Обратный путь по зарубкам вверх был еще тяжелей, руки не слушались, цепляясь за зарубки, а спускалась Юля уже в полубреду, неизвестно как миновав сгнившую перекладину… Белый свет сверкал сквозь сумерки, белые пространства обморока.
Добравшись до станции, она села на ледяную скамью. Было дико холодно, ноги закаменели и болели как раздавленные. Поезд долго не приходил. Юля легла скрючившись. Все электрички проскакивали мимо, на платформе не было ни единого человека. Уже капитально стемнело.
И тут Юля проснулась на каком-то ложе. Опять открылось (вот оно!) бескрайнее белое пространство, как снега кругом. Юля застонала и перевела взгляд к горизонту. Там оказалось окно, наполовину заслоненное голубой шторой. В окне стояла ночь и сияли далекие фонари. Юля лежала в огромной темной комнате с белыми стенами под одеялом как под грудой развалин. Правая рука не поднималась, придавленная каким-то грузом. Юля подняла левую руку и стала разглядывать ее.
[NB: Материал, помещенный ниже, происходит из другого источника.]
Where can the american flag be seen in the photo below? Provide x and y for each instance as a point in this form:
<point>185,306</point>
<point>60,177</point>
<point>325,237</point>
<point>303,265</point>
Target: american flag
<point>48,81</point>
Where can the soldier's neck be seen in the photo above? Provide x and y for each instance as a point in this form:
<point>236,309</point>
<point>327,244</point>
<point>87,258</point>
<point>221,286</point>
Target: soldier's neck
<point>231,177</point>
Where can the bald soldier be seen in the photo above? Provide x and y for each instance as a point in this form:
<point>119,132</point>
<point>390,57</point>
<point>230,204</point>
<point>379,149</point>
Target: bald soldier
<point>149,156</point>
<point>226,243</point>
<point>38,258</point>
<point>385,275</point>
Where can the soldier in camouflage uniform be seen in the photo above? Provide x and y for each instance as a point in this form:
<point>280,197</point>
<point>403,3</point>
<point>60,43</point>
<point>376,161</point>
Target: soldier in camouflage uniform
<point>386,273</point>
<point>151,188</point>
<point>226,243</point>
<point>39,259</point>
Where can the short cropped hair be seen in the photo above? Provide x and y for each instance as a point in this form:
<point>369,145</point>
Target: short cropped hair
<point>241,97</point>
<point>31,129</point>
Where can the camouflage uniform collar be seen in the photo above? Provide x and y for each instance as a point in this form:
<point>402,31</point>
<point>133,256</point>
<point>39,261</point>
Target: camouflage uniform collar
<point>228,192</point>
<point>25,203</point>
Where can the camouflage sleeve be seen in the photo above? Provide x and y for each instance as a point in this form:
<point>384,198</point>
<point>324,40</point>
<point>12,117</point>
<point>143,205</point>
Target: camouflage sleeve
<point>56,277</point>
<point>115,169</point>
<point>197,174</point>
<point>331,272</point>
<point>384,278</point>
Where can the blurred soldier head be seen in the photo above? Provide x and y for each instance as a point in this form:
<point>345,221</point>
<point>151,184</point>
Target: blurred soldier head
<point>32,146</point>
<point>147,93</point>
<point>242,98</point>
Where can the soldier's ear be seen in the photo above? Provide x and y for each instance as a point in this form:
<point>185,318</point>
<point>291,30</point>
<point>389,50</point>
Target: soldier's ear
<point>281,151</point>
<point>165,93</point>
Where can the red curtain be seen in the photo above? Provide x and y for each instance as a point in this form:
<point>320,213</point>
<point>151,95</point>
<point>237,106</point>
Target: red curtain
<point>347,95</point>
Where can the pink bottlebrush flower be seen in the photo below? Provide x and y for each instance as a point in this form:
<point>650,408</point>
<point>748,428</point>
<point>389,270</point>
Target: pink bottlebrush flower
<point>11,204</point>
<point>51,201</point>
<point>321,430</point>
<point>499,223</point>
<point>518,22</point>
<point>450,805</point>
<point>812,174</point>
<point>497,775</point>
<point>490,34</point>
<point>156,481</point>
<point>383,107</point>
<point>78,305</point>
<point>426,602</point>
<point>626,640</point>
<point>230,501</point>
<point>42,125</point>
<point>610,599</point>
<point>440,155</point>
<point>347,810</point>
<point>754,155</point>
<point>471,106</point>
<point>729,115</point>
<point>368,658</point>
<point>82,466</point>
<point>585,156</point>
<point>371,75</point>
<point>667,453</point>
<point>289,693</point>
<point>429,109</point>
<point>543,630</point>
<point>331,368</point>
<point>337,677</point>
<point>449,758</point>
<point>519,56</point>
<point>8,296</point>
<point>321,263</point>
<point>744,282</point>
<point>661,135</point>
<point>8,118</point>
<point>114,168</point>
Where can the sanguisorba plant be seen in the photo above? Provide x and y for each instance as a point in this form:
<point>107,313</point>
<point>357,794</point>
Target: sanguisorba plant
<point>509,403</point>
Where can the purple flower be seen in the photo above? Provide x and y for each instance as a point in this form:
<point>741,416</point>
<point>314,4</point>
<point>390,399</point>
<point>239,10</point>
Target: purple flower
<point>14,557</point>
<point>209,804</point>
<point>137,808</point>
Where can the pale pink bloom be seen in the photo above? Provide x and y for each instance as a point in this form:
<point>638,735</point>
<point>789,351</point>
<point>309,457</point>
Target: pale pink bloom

Рука была бледная до прозрачности. На указательном пальце темнела большая ссадина. Это она хватила по пальцу кирпичом, когда пробивала банку гвоздем там, у дома Бабани. Но ссадина уже почти что зажила.
– Где я была? – произнесла Юля громко. – Эй! Але! Бабаня! А-аа!
Она попыталась приподняться. Но эффект был нулевой. Страшно болели ноги, вот это уж действительно. И резало в низу живота.
Никого не было.
Все-таки она приподнялась, опершись на правую руку, и осмотрелась.
Это была кровать, и от нее вниз отходила полупрозрачная трубочка.
Катетер! Ей вставили катетер! Как умиравшей бабушке когда-то в больнице. Это и есть больница. Рядом стояла еще кровать с какой-то неподвижной грудой белого.
– Але! Ой! Ура! Спасите! – закричала Юля. – Бабаню спасите! Марину Федосьеву!
Груда белого на соседней кровати зашевелилась.
Вошла заспанная медсестра в белом халате.
– Вы что орете, тише, – приговаривала она на ходу. – Тише. Перебудите всех.
– Где это? – плакала Юля. – Дайте встать! Марина Федосьева, ищите ее. Мне надо встать!
– Встанете, встанете, больная. Раз вы… раз вы пришли в сознание, тогда…
Она ушла и вернулась со шприцом. Пока делали укол, Юля мучительно вспоминала.
– Что со мной, сестра, прошу вас.
– Что с вами, переломы ног, руки, малого таза. Лежите уж. Завтра муж придет, дочь придет, мама, всё расскажут. Сотрясение мозга. Очнулась – уже хорошо. А то они всё ходят, всё сидят бестолку. Ноги чувствуют?
– Болят.
– И хорошо.
– А где, где? Что произошло?
– Под машину вы попали, не помните? Спите, спите, под машину попали.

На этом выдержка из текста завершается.